Helen, bright accompaniment,
accouterment of war as sure as all
the polished swords of princes groomed to lie
in mausoleums all eternity ...
The price of love is not so high
as never to have loved once in the dark
beyond foreseeing. Now, as dawn gleams pale
upon small wind-fanned waves, amid white sails, ...

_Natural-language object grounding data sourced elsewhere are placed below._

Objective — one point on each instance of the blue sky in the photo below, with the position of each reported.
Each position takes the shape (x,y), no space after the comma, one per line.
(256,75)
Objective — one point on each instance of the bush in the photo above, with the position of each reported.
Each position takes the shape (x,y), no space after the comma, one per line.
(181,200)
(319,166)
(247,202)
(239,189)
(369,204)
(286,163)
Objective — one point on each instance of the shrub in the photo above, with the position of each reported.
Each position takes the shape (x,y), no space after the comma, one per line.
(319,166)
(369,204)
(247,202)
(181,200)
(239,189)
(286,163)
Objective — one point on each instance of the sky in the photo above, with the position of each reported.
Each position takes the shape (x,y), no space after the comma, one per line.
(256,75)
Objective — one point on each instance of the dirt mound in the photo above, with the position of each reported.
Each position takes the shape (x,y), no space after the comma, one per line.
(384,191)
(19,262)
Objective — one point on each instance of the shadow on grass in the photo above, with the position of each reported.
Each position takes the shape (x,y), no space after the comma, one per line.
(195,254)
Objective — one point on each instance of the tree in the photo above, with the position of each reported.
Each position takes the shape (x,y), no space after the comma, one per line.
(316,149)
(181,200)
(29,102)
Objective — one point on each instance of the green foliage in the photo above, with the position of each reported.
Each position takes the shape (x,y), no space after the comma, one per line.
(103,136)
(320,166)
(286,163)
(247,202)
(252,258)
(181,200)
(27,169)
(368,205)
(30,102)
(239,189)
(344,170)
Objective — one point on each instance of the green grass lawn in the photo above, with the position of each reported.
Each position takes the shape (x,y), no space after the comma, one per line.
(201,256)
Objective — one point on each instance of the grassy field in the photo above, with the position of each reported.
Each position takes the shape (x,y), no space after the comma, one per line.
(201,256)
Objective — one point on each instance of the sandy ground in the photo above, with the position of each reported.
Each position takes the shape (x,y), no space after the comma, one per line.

now all that war entails becomes as small,
as though receding. Paris in your arms
was never yours, nor were you his at all.
And should gods call
in numberless strange voices, should you hear,
still what would be the difference? Men must die
to be remembered. Fame, the shrillest cry,
leaves all the world dismembered.
Hold him, lie,
tell many pleasant tales of lips and thighs;
enthrall him with your sweetness, till the pall
and ash lie cold upon him.
Is this all? You saw fear in his eyes, and now they dim
with fear’s remembrance. Love, the fiercest cry,
becomes gasped sighs in his once-gallant hymn
of dreamed “salvation.” Still, you do not care
because you have this moment, and no man
can touch you as he can ... and when he’s gone
there will be other men to look upon
your beauty, and have done.
Smile―woebegone, pale, haggard. Will the tales
paint this―your final portrait? Can the stars
find any strange alignments, Zodiacs,
to spell, or unspell, what held beauty lacks?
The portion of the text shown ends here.